倉敷駅から20分程車を走らせ、岡山県倉敷市船穂町にやってきた。倉敷といえば、昔ながらの白壁の街並みが美しい美観地区や日本初の私立西洋美術館である大原美術館が頭に浮かぶ。そういえば、国産ジーンズの発祥の地でもあったよな…あ、桃やブドウといったフルーツも捨てがたい…なんてことを思いながら到着したのが、今回の取材先のグレープ・シップ。

「晴れの国おかやま」として知られる岡山県の中でも瀬戸内側に位置し、温暖な瀬戸内海式気候に恵まれた場所で、マスカット・オブ・アレキサンドリアという品種を中心に栽培しナチュラルワインを造っているワイナリーだ。代表の松井さんとスタッフの木曽さんに色々とお話を伺った。

▲ 代表の松井さん。倉敷やマスカット・オブ・アレキサンドリアに対する想い、コミュニティを大事にする姿勢、そしてワイン造りを楽しむ様子に「こんな振る舞いができたらな~」と思わせられる方だ。
▲ カラッした笑顔と語り口が魅力的な木曽さん。明るく前向きな姿勢に話をするだけで元気をもらえる。

ワイン造りのきっかけ

松井さんは関西でフレンチのシェフとして長く活躍していたが、料理人としてフランスに留学した時にナチュラルワインと出会い、魅了される。その際、現地のワイナリーでブドウ栽培とワイン醸造に携わることに。帰国後もシェフを続けたが、ワインに携わりたいという気持ちが大きくなり、ブドウ栽培から始めようと一大決心されたのだ。

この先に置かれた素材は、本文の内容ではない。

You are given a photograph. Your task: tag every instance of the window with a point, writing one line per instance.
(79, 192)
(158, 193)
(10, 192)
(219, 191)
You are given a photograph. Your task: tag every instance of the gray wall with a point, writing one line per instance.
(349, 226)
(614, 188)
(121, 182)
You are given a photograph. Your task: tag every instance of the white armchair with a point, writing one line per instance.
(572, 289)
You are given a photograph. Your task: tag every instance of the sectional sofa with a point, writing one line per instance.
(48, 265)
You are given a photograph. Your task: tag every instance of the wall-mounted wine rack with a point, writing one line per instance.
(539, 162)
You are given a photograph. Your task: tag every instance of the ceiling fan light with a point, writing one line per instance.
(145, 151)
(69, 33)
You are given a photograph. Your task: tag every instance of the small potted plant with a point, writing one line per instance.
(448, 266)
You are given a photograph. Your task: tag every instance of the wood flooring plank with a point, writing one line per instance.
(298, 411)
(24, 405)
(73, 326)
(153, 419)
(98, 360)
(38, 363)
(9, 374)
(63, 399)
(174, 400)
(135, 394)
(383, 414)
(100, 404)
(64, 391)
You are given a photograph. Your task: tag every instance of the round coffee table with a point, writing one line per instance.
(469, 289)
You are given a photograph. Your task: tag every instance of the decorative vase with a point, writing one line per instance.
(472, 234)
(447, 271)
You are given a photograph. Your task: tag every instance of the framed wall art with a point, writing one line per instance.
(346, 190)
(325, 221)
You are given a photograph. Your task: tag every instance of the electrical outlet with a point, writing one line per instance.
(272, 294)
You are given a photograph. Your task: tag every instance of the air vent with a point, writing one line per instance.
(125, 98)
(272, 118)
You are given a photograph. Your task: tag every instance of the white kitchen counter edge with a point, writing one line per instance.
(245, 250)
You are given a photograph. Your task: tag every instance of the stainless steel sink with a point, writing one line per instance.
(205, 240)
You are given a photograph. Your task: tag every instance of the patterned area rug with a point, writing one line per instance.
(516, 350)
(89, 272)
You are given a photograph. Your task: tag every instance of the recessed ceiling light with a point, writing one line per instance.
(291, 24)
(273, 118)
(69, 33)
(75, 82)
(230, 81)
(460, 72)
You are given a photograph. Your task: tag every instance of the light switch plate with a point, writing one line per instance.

北海道を始めとする日本ワインの有名産地への移住も検討したそうだが、出身地の倉敷はブドウ栽培で有名で、親元にも近い。松井さんは2010年にUターンする形で船穂に移住し、2年間の農業研修を経て、2012年にマスカット・オブ・アレキサンドリアを栽培し始める。マスカット・オブ・アレキサンドリアを選んだのは、

▲ ワインの香りを確かめる姿からもワインが好き!という気持ちが溢れている。

「単に好きなだけ」ではあるが、「農家の高齢化で畑が耕作放棄地になったり、シャイン・マスカットの人気で栽培を切り替える農家が増えたりする中、マスカット・オブ・アレキサンドリアが衰退するのを何とかしたいという思いが強くなった。シャイン・マスカットの人気が高くなればなるほど、負けたくないという気持ちも盛り上がった」

と胸の内を明かしてくれた。

マスカット・オブ・アレキサンドリアの全国生産量の9割以上を占める岡山県の中でも、船穂地区は一大産地だ。この地で昔から栽培されてきた愛着あるブドウを残したい。そのためにも美味しいブドウを栽培し、生食の文化を絶やさないと共に、美味しいワインを造ることで文化の裾野を広げよう!そう決心したのだ。